When it comes to assisting disadvantaged groups of jobseekers back into employment, we already have well-accepted models for policy. The JobMaker Hiring Credit was a good start at biasing job creation to young people. But it is likely to be necessary to go further:

  • Jobseekers with high levels of disadvantage tend to have a diverse range of barriers to employment. Hence, tailoring the assistance is important. Governments are not so good at tailoring, but local welfare and not-for-profit service providers are, and many exciting employment-related initiatives are happening. I see major potential gains from getting more government funding to these programs – with, of course, appropriate quality assurance.
  • Providing a pathway into work that combines vocational training and a work opportunity (or experience) is a critical element of assistance for jobseekers with high barriers to employment. Job placements offer huge benefits to disadvantaged jobseekers. They motivate the building of job readiness and training. The provide a structure to the type of training delivered to the jobseeker; that is, the training is targeted at what is required to prepare for the job placement rather than being generic. Furthermore, through placements, the individual acquires work experience and credibly signal their job readiness. Cadetship type schemes are one pathway.
  • Assistance for displaced workers to regain employment has not usually been done well in Australia. We get what we pay for. Getting serious about providing this type of support – such as happens with the Trade Adjustment Assistance program in the US – offers the prospect of improved outcomes for displaced workers.

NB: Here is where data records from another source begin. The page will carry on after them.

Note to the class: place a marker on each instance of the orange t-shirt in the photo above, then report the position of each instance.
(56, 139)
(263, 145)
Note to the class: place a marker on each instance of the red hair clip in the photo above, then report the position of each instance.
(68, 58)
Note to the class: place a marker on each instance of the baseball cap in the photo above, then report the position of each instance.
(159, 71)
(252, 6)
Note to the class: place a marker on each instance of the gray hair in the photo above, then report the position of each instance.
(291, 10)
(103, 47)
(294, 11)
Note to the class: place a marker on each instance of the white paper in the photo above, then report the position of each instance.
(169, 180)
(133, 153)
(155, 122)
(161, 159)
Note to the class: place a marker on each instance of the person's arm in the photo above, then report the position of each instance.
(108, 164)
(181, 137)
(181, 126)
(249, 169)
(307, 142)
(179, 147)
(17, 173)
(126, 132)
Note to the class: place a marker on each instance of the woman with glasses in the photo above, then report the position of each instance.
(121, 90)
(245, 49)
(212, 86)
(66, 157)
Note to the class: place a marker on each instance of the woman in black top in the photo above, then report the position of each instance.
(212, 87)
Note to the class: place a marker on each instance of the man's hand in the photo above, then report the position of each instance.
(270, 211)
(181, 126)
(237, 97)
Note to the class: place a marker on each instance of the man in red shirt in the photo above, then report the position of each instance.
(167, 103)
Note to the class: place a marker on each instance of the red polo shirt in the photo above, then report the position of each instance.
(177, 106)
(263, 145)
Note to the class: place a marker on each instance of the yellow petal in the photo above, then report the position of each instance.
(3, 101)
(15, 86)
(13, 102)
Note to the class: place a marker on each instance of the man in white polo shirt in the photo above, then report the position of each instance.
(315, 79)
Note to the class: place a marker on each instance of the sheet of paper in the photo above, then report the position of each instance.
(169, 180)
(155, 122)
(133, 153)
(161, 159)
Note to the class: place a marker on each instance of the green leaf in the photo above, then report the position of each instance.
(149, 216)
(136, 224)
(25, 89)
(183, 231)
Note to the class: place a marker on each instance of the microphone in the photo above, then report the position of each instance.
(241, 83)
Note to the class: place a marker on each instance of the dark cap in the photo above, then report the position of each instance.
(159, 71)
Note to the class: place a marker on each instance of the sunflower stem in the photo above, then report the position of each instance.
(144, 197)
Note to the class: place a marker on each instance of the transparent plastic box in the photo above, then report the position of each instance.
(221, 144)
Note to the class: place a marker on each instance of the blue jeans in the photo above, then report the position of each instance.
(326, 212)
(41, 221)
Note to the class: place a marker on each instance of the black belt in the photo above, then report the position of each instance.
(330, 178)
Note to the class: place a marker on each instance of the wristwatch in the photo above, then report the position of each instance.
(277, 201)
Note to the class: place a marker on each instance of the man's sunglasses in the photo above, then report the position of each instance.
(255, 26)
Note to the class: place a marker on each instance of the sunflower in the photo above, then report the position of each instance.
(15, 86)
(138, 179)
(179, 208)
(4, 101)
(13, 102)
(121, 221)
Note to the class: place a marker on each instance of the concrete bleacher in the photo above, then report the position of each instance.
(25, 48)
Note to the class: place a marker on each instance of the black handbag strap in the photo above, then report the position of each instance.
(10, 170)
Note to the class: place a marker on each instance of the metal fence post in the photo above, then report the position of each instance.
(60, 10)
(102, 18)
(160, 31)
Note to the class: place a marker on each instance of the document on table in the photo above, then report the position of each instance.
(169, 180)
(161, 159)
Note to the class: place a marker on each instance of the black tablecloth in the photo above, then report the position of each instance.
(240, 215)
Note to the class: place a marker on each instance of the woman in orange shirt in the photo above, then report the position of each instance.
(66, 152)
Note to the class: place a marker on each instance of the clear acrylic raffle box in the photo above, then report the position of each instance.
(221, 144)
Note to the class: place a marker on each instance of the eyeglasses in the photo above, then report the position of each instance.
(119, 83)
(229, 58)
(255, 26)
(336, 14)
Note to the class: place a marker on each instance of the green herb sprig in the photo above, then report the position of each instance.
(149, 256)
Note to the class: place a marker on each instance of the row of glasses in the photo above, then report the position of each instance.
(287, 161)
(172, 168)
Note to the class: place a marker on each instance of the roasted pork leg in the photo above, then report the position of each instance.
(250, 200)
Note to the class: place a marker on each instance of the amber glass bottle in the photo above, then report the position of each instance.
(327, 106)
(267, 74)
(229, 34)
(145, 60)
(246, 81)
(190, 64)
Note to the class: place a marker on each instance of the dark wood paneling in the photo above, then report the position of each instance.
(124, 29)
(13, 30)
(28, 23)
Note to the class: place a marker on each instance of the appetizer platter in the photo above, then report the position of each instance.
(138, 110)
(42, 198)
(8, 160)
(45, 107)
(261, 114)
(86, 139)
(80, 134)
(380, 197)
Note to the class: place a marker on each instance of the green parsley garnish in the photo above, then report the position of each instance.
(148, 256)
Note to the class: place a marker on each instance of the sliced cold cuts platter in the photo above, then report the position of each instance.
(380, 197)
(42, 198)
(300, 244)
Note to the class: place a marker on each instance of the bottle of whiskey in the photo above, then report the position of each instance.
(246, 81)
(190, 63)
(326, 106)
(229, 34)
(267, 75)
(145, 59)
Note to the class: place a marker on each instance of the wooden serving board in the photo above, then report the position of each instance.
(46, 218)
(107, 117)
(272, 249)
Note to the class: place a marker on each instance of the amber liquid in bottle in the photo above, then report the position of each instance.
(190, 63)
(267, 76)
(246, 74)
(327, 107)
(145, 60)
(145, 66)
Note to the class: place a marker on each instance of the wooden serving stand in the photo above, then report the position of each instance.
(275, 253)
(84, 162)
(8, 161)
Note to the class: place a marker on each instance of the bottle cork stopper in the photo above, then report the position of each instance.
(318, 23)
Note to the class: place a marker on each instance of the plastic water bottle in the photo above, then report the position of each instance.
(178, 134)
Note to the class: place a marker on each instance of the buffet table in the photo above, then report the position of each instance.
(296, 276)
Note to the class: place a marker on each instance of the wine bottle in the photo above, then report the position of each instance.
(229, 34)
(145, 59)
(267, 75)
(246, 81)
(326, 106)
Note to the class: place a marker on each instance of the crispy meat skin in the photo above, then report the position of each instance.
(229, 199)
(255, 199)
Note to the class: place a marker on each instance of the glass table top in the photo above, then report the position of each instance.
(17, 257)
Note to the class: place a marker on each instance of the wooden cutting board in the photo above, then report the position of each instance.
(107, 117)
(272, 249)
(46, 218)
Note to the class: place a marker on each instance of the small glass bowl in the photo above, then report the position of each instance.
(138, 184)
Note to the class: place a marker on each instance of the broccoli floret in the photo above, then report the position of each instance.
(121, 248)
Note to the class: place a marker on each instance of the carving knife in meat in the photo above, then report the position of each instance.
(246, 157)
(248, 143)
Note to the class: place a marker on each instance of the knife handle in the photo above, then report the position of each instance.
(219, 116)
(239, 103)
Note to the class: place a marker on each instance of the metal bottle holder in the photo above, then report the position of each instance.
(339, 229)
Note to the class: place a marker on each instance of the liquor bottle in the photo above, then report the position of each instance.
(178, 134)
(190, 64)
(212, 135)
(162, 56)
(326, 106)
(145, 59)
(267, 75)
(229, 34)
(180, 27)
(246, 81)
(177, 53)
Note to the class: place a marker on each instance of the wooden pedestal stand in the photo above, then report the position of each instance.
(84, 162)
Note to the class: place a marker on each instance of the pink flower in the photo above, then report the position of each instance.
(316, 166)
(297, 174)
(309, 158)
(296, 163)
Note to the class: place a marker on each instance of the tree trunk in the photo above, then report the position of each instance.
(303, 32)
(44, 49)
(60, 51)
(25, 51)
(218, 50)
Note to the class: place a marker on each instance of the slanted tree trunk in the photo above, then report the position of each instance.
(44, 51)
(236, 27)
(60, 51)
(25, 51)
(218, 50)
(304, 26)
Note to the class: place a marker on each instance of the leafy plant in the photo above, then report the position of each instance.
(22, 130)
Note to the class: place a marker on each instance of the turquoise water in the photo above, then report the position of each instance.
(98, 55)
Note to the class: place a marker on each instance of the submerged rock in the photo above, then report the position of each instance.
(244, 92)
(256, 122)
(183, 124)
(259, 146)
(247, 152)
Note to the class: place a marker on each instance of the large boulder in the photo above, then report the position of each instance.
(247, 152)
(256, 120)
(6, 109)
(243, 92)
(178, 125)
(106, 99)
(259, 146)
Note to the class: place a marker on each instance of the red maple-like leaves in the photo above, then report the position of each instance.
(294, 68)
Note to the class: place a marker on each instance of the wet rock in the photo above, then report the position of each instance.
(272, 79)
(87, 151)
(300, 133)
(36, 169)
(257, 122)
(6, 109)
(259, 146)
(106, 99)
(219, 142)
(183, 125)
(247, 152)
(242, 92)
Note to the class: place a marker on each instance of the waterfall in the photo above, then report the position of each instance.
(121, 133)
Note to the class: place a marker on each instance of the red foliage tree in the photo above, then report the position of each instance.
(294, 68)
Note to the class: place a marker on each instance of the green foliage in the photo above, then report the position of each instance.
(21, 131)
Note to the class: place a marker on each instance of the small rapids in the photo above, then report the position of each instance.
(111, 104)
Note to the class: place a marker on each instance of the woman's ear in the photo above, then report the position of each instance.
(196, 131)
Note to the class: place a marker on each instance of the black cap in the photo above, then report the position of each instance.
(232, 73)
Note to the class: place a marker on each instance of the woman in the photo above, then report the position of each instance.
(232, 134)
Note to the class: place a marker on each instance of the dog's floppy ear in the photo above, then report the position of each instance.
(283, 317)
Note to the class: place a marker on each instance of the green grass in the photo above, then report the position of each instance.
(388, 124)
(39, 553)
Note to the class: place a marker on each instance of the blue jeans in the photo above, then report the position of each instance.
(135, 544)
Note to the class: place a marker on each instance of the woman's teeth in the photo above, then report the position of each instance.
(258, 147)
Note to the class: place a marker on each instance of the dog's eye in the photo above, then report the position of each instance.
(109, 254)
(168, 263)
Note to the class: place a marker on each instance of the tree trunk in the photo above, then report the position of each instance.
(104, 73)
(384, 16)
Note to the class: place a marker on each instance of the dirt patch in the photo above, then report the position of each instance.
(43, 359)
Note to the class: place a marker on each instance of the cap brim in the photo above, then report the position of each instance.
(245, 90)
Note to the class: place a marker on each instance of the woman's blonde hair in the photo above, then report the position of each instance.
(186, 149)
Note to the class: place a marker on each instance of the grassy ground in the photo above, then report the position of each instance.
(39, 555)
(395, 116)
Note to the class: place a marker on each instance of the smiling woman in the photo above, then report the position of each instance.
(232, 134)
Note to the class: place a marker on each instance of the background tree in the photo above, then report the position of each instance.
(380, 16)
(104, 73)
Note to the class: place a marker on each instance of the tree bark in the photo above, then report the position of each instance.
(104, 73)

Industry-specific assistance should be tightly targeted at sectors that are clearly still affected by Covid-19 (such as international aviation) but should be time-limited. This is because job losses at the industry-level compared to the start of 2020 may reflect Covid-19, but may also be due to longer-run structural factors – and it is important for Covid-19 not to become a rationale for supporting declining industries.  Given the strength of overall recovery, I’d expect the range of industries supported and the size of spending to be quite limited, especially compared to policies such as JobKeeper.

An important question is whether industry assistance should be provided via the demand or supply side (for example, vouchers for travel versus direct support to business). An advantage of demand-side support is that it is more market-based; that is, support is spent in a way that reflects consumer preferences.

But a major problem is that those preferences may be constrained by Covid (for example, international travel). As well, the impact of supply-side support on employment is more certain. Hence, I think the preferred type of industry support is via direct measures to maintain business viability and jobs.